A política de Previdência voltou ao centro das atenções após o secretário do Tesouro Nacional, Rogério Ceron, afirmar que o sistema está “pressionado” e que uma nova reforma será inevitável nos próximos dez anos. Em evento da FGV no Rio, Ceron defendeu um debate estrutural sobre aposentadorias, relacionando as contas públicas à trajetória da dívida. Mas por que esse discurso ressurgiu agora, e quem realmente sai perdendo nessa conversa?

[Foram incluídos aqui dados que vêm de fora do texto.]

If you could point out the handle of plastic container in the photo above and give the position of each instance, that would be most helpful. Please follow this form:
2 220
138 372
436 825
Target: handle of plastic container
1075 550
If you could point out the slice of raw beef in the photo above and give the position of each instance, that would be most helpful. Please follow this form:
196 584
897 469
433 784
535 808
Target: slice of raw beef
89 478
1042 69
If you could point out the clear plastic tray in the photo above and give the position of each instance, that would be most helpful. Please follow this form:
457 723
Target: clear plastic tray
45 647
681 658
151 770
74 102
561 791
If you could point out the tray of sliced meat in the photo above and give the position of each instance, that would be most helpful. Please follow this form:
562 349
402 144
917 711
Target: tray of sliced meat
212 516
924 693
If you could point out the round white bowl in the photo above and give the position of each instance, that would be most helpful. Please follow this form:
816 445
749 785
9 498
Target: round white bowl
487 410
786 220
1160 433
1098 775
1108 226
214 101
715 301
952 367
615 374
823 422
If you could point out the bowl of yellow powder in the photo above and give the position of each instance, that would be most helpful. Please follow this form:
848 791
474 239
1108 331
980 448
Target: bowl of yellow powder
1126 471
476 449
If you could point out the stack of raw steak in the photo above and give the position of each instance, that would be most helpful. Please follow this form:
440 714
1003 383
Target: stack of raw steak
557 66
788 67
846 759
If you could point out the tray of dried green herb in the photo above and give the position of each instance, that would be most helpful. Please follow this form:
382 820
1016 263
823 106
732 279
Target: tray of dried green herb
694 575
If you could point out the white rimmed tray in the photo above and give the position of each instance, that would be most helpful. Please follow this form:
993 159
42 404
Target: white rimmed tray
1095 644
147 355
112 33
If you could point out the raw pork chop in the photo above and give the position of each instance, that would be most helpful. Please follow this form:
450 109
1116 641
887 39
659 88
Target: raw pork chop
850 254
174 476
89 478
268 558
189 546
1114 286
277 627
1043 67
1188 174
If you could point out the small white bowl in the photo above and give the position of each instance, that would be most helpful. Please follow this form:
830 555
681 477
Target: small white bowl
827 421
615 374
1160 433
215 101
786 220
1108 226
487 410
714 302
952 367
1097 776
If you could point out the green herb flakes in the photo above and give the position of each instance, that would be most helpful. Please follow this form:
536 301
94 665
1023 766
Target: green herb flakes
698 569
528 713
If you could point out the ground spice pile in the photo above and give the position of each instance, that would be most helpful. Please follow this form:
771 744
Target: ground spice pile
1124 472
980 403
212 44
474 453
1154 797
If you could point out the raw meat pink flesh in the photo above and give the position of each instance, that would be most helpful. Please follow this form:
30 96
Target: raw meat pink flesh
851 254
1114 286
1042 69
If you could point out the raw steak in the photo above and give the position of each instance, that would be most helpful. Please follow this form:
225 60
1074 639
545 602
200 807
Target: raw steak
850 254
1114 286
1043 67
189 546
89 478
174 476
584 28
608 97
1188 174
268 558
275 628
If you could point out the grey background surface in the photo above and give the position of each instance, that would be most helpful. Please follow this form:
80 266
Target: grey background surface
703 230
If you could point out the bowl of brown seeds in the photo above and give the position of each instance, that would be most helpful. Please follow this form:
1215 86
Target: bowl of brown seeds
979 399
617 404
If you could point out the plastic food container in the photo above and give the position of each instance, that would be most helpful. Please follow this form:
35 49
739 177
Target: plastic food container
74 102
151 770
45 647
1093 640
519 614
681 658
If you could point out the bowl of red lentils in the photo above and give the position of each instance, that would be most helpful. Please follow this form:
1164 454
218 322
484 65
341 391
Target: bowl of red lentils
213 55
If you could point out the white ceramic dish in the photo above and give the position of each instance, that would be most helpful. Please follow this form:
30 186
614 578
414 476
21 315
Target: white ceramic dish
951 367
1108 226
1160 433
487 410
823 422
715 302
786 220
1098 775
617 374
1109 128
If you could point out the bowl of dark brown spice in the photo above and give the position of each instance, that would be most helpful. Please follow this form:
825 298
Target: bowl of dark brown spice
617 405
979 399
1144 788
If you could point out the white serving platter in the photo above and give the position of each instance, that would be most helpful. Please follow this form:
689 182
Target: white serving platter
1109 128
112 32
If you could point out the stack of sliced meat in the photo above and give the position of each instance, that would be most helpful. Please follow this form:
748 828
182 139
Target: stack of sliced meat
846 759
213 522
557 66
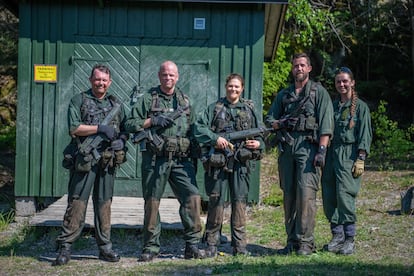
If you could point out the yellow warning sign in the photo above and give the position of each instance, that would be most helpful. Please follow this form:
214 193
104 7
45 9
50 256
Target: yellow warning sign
45 73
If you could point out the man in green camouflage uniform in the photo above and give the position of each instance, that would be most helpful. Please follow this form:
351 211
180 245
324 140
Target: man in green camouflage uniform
171 162
341 178
228 167
86 112
305 136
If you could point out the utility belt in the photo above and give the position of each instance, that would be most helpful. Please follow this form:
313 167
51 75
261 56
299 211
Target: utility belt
305 124
217 159
172 146
74 160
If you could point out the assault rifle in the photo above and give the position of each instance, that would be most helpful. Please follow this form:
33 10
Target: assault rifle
150 134
91 143
282 135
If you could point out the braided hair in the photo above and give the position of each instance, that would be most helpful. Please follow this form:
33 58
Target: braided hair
354 96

Rogério Ceron pintou um cenário de alarmismo fiscal: despesas previdenciárias supostamente crescentes e a necessidade de superávits maiores para conter o endividamento. “Se você olhar como país, um novo ciclo de reforma mais estrutural […] é [preciso] olhar o sistema previdenciário”, afirmou o secretário. Para ele, ajustes como a idade mínima de aposentadoria não bastam: seria preciso “modernizar” o sistema para reduzir os gastos futuros.
No discurso oficial, pressiona-se a revisão de direitos conquistados, enquanto se enaltece o reajuste real do salário mínimo como “desafio relevante” para as contas públicas. A ironia é clara: valorizam-se políticas de correção de desigualdades apenas para depois apresentar o contragolpe da instabilidade fiscal. Enquanto querem nos convencer de que o sistema está falido, os verdadeiros ricos seguem acumulando fortunas sem pagar um tostão a mais de imposto!
O discurso da inevitabilidade
Ceron comparou a Reforma Tributária do consumo – aprovada com décadas de resistência – ao que viria para a Previdência. Segundo ele, será preciso “martelar, martelar” o tema até a sociedade aceitar as mudanças. Em outras palavras, minar direitos até que o povo vá se acostumando com a retirada de garantias. E tudo isso sob a justificativa de um “rombo” projetado pelo próprio governo: o INSS teria déficit de R$ 328 bilhões em 2025 (2,58% do PIB) e, segundo o PLDO 2026, subiria para 11,59% do PIB até 2100.
Esse modelo de repartição, em que trabalhadores ativos financiam aposentados sem um fundo individual, é atacado por técnicos como Rogério Nagamine, do IPEA. “Vai precisar fazer uma nova reforma. O ideal é que seja feita em 2027. Quanto mais você demorar, pior fica”, disse ele, evocando “mudanças demográficas” como bomba-relógio. Mas será mesmo que enfrentar “o envelhecimento” exige tirar direitos de quem contribuiu a vida inteira? Ou estamos diante de manobra neoliberal, usando fantasmas fiscais para promover mais cortes?
A agenda que não dizem
É curioso notar que ninguém fala em taxar fortunas, em fechar brechas de sonegação nem em cobrar dividendos bilionários. A solução mágica passa por atrasar aposentadorias, aumentar alíquotas sobre trabalhadores informais e cortar benefícios. Não aceitaremos que retirem direitos para satisfazer a ganância de banqueiros e especuladores! Ao mesmo tempo, ampliam-se superávits fiscais enquanto se prega austeridade sobre os mais pobres.
Enquanto isso, investimentos em saúde, educação e moradia, fundamentais para a longevidade digna, ficam em segundo plano. O debate sobre Previdência precisa envolver as raízes do problema: um Estado poderoso, capaz de regular o mercado e garantir bem-estar, ou o entreguismo fiscal que privilegia grandes corporações e ricos.
Nada impede que a sociedade construa um sistema previdenciário público e sustentável, mas isso exige coragem política para enfrentar os verdadeiros causadores do déficit: bancos, setores financeiros, grandes grupos econômicos. Se formos martelar algo, que seja a cobrança efetiva de quem lucra bilhões às custas da miséria geral.
Chegou a hora de inverter o foco: longe de aceitar reformas regressivas, vamos exigir ampliação de direitos, recriação de fundos públicos de amortização e progressividade na tributação. Só assim garantiremos que nossos idosos recebam aposentadorias dignas e que o Brasil avance para uma sociedade mais justa e solidária.